Si se pronostica una tormenta, la fundación podrá transferir dinero a esos mismos socios de inmediato. “Cuando veo que la tormenta llegará en tres días, puedo enviarles los recursos de inmediato”, dijo Fishman Lipsey. “No necesito esperar a que se liquiden los cheques”.

A unas 100 millas al norte de Miami, en Stuart, Florida, una fundación comunitaria mucho más pequeña está a punto de lanzar su propio fondo permanente para desastres. La Fundación Comunitaria Martin-St. Lucie ha recaudado $300,000 para su Fondo de Ayuda para Desastres Locales, con el objetivo de recaudar $500,000 para mediados del verano.

Cuando la directora ejecutiva Elizabeth Barbella escuchó a Fishman Lipsey hablar en una reunión de líderes de fundaciones comunitarias el año pasado, se relacionó con la frustración de tener que esperar demasiado para ayudar en una crisis.

“Históricamente, en medio de la tormenta, estaría preparando algo para comunicarme con nuestros clientes y amigos y decirles: ‘Está bien, es real’. La tormenta golpeó. Vamos a necesitar ayudar a las organizaciones de primera línea muy rápidamente”, dijo Barbella a Associated Press. “Y cuando el polvo se calmara, nos comunicaríamos con organizaciones para solicitar algún tipo de aplicación simple y luego implementar el recurso”.

Para acelerar esa respuesta, la fundación está creando acuerdos con anticipación con media docena de organizaciones sin fines de lucro locales que pueden satisfacer necesidades básicas como alimentos, medicinas y vivienda después de una tormenta.

Uno de esos socios es House of Hope, con sede en el condado de Martin, Florida. Comenzó como un banco de alimentos hace 40 años y ha crecido hasta ofrecer una gama de servicios esenciales como apoyo laboral y de vivienda a alrededor de 21.000 residentes por mes.

Con una subvención del Fondo de Ayuda para Desastres Locales, House of Hope pasará el verano distribuyendo kits para huracanes a sus clientes llenos de alimentos, agua y baterías.

Sin esta asistencia, la mayoría de los clientes de la organización no podrían almacenar suministros, dijo el director ejecutivo de House of Hope, Rob Ranieri. “Son unos cientos de dólares que no tienen en su presupuesto”.

Si llega una tormenta, el fondo apoyará el trabajo de House of Hope para reemplazar lo que los clientes pierden, como los alimentos perecederos que se echan a perder en un corte de energía.
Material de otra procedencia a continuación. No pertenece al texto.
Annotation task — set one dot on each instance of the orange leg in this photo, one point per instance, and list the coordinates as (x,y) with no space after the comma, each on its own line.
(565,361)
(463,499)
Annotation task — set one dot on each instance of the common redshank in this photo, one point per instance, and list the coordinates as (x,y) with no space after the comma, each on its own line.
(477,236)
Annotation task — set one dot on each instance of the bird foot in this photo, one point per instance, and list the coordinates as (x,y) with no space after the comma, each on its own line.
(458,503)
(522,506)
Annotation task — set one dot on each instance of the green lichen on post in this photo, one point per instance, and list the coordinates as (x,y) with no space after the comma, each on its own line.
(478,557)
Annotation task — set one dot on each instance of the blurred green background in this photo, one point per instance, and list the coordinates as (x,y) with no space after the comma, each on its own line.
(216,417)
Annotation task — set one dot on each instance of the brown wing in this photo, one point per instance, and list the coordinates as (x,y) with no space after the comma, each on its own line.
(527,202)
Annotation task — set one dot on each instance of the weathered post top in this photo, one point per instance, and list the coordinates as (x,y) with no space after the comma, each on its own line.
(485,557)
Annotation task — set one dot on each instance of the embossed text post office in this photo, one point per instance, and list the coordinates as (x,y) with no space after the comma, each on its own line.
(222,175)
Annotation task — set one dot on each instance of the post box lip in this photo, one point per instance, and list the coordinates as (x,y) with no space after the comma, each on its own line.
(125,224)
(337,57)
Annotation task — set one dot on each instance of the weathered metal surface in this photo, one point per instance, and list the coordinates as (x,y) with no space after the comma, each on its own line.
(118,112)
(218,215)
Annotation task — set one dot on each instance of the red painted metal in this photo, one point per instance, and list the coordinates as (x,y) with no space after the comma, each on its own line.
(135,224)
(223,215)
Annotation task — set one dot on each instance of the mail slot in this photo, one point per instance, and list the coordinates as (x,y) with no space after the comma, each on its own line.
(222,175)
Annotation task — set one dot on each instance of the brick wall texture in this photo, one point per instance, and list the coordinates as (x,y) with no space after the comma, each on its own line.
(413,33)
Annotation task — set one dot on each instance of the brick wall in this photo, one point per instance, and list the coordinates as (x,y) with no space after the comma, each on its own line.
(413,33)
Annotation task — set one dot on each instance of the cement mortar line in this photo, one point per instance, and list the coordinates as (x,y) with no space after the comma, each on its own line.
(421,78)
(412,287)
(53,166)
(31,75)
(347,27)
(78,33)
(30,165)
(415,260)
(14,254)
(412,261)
La mayoría de las personas a las que ayuda son trabajadores por horas, a quienes no se les paga si las empresas cierran, por lo que la organización estará lista para ayudarlos con el alquiler y las facturas médicas.

Pagar a los propios empleados de House of Hope para que trabajen horas extras o agregar personal temporal para brindar servicios también resulta costoso. El acuerdo con la fundación comunitaria le da a Ranieri la confianza de que tendrá los fondos para cubrir la necesidad.

“Ahora podemos planificar, saber que tendremos los recursos, las cosas en su lugar y listas para funcionar”, dijo. “Nos convertirá en un recurso eficaz para la comunidad de bajos ingresos y será casi instantáneo, como accionar un interruptor”.